The GOP primary was quite a bit quieter: Hathaway was the only Republican to express any real interest in the seat, and he quickly coalesced local party organizations behind him. A councilman and former mayor in Randolph, a suburb in the western part of Morris County, Hathaway pitched himself as a moderate Republican, one willing to buck President Donald Trump on issues like the Gateway Tunnel.
Mejia, Hathaway argued after the primary was over, was an unacceptable radical, one who would send the 11th district down the same path as New York City when it elected Zohran Mamdani as mayor. Hathaway made a concerted effort to win over moderate Jewish voters in particular, saying that Mejia’s stance on Israel was dangerous for the Jewish community.
Mejia hit back that Hathaway, regardless of his feints to the center, remained a Trump supporter and a loyal Republican, two devastating insults in New Jersey’s liberal suburbs. She also took care not to tip too far to the left in a district with plenty of Republicans and moderate Democrats: she rejected the term “socialist” for herself, expressed support for the SALT deduction, and disavowed those on the left who peddle in antisemitism.

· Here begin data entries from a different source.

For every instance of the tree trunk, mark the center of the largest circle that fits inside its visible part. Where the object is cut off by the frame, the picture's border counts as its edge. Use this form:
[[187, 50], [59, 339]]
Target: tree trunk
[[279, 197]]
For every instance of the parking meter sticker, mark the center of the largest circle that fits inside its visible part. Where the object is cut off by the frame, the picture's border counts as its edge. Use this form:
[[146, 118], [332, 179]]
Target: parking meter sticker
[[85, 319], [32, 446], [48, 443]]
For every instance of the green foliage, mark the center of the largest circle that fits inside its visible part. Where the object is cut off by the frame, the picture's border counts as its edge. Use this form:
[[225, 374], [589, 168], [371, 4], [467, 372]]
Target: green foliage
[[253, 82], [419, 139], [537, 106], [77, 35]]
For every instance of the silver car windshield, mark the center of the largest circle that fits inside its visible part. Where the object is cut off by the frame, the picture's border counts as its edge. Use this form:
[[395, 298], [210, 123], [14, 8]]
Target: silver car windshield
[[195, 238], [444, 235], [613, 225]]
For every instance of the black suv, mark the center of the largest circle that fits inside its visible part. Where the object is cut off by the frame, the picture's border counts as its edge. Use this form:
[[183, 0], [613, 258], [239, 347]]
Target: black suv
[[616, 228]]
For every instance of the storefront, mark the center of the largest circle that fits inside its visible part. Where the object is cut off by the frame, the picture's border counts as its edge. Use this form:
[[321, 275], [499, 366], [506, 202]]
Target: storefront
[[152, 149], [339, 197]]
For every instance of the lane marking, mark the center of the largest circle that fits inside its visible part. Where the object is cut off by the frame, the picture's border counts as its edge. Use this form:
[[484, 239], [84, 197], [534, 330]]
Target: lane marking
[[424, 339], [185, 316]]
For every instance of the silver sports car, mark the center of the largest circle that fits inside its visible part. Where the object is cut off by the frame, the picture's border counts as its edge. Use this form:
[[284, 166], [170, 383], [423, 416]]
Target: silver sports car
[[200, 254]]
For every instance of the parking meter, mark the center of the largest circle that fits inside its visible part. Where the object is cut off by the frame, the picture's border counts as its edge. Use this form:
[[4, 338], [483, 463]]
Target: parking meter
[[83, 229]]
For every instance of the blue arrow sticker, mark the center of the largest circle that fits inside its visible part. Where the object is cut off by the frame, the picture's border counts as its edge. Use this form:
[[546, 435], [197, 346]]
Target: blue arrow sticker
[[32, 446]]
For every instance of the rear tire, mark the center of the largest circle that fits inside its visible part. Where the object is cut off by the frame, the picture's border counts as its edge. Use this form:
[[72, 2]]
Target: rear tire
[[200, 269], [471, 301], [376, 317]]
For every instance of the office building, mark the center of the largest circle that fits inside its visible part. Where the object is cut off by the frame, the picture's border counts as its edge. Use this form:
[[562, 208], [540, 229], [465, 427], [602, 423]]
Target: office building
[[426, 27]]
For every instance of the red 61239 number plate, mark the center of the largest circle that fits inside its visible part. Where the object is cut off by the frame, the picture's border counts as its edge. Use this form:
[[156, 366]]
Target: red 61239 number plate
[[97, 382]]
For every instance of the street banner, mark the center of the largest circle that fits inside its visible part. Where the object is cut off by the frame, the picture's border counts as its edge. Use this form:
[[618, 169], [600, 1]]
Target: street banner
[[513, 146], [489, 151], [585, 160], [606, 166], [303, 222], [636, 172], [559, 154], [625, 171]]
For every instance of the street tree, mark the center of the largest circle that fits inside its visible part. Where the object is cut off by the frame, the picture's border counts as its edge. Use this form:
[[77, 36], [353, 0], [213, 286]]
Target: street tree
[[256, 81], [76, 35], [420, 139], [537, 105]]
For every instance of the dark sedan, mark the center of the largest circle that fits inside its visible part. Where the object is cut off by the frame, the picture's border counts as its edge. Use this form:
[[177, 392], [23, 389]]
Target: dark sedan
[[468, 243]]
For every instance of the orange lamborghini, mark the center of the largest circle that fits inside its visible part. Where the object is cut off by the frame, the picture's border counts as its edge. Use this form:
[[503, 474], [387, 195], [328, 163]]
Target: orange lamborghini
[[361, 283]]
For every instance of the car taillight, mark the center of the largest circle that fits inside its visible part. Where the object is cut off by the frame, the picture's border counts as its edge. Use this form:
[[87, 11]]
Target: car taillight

Many voters, though, likely cast their ballots without any of those nuances in mind; several voters who spoke with the New Jersey Globe outside an early voting location in Madison couldn’t name the Democrat they had just voted for. Neither campaign spent a huge amount of money raising awareness of the race, and other than one pro-Hathaway super PAC that spent around $200,000, outside groups steered clear as well.
The 2026 elections aren’t over for Mejia or Hathaway, since both are also running for a full term this year. None of Mejia’s main Democratic foes from February are running again, but she’ll still face three minor opponents in the June primary; assuming she wins that, she’ll be in for a rematch with Hathaway in less than seven months. When she declared victory tonight, Mejia told her supporters that she intends to fight for them through November and beyond.
“I asked everyone I met, ‘What can I do to be of service to you? What is the first thing that you want me to tackle? What is the thing that you desire most from your next representative?’ And what I mostly heard from people was, ‘Remember us. Think about us. See us. We are human. We have needs. We have concerns. Do not hide. Do not turn away. Do not slip from your positions. Stand bold. Be brave. Stand up for what is right,’” she said. “And I make that commitment tonight, and every single day, to you.”
Democratic State Chairman LeRoy Jones, Jr. said that Mejia “has always been on the frontlines fighting for our Democratic values as a volunteer, an organizer, and a believer in what we can accomplish when Democrats stand together.”
“Her victory tonight is a testament to what can happen when we believe in ourselves and remain true to our values, and when we simply refuse to back down,” he said.
This story was updated continuously, including with comments from Mejia and Hathaway.